We are having file access type issues with various customers over the past week and in each case MSSENSE.EXE is the only thing accessing the files apart from our application. Note that we do not administer customer's AV ourselves - we are in the position of having to advise our customer's IT vendors on exclusions etc.
I see conflicting reports on the web as to whether MSSENSE.EXE respects folder or file extension exclusions set up for the normal AV scanning, or alternatively that it is possible but Microsoft have to do it on the 365 tenant via a support ticket. For our customers at least, MSSENSE.EXE does not seem to respect file and folder exclusions.

 

What is the definitive answer? Is it possible to exclude files\folders from MSSENSE.EXE? If so, how?

 

Thanks in advance

10 Replies
Do the devices only have Defender AV running or onboarded on Defender for Endpoint?
Mostly onboarded on Defender For Endpoint but possibly some just Defender AV, thanks.
They would have to be MDE onboarded is mssense.exe is involved. mssense is not part of regular Defender, it is started up when device is onboarded to MDE
Thanks. Is it possible to create exclusions for MSSENSE.EXE in that scenario ?
The only way I know about is to contact Microsoft support about it. There isn't an option in the customer console for it.
Thanks for your reply.

So as I understand it we have a situation where a Microsoft component with self-modifying behaviour can cause havoc with third party applications, but it might not cause the same havoc two days in a row or for two different customers, or it might cause a different type of havoc. If I were to set up a test environment to prove the issue it might not be replicable at all. And there's no way for the paying customer to turn this off.

Thanks Microsoft.

@AlanPBourke how is the enrollment done? If managed through Defender portal or Intune, then it maybe possible to configure the necessary exclusions. Also, have you tried running advanced hunting queries to check for blocking policies?

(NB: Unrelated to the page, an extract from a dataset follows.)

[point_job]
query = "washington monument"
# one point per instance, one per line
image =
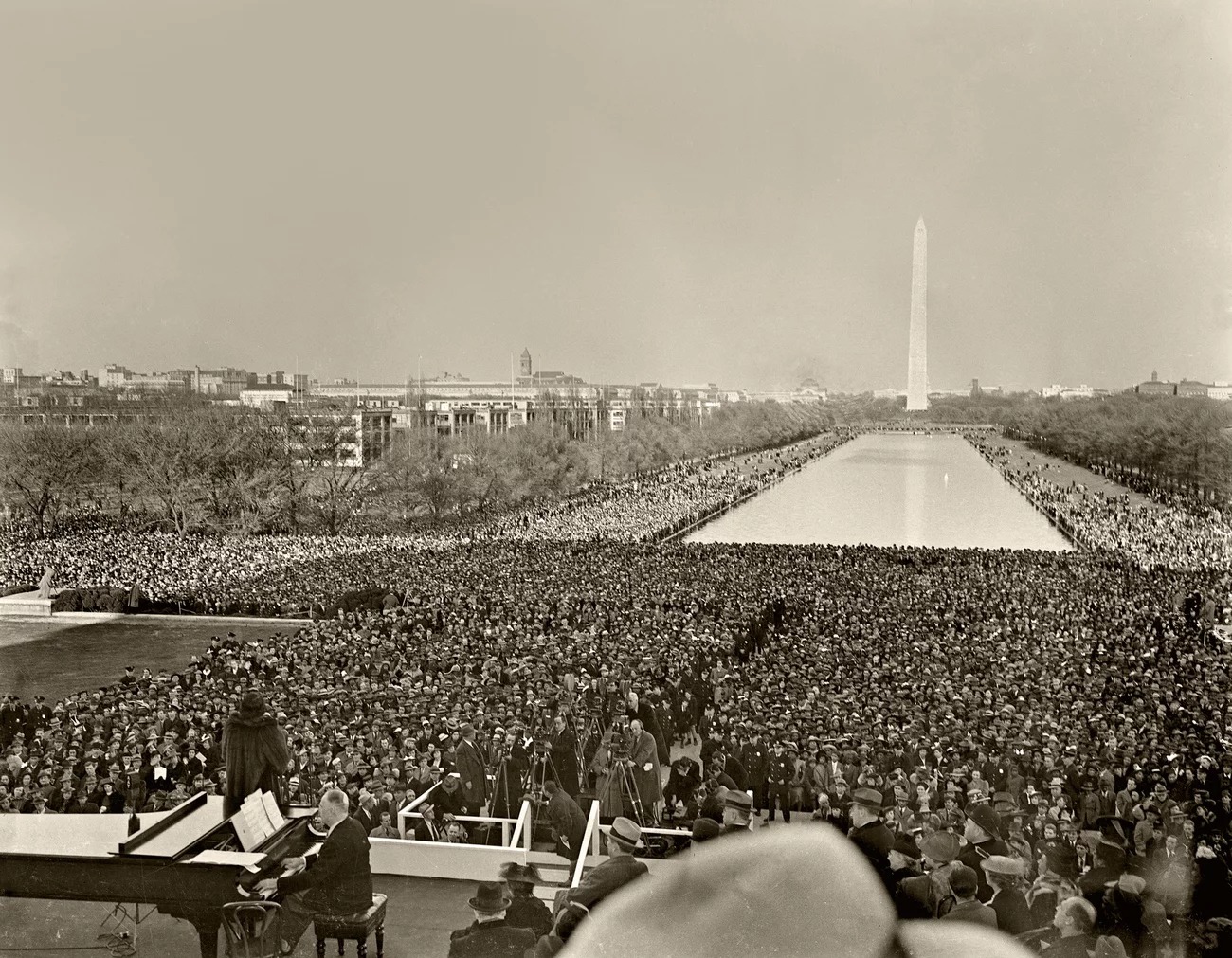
(916, 348)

best response confirmed by AlanPBourke (Brass Contributor)
Solution

@AlanPBourke We had a similar issue with some of our apps, you will need to open a case with support to have them put the EDR Exclusion in for you.  These are separate from the AV exclusions you add in the security policies.  When you do open that ticket they will ask you to run the client analyzer tool to capture what mssense is touching, without that, they will not add the exclusion.  They are working on getting the feature added to where you can add your own without supports involvement, you might see if there is a private preview that support can add you into. 

I don't have any access to do anything in terms of Intune etc. I am in the position of having to tell our customers IT vendors what to do since they can't be bothered to do it themselves.
It sounds like EDR exclusions are needed vs AV exclusions. A majority of the issues i've seen is that its an ASR rule causing random blocks/permission issues/access denied. Check to see what kind of audits or blocks you are getting in the ASR report or if any of the applications you are experiencing issues with are showing up.
1 best response

Accepted Solutions
best response confirmed by AlanPBourke (Brass Contributor)
Solution

@AlanPBourke We had a similar issue with some of our apps, you will need to open a case with support to have them put the EDR Exclusion in for you.  These are separate from the AV exclusions you add in the security policies.  When you do open that ticket they will ask you to run the client analyzer tool to capture what mssense is touching, without that, they will not add the exclusion.  They are working on getting the feature added to where you can add your own without supports involvement, you might see if there is a private preview that support can add you into.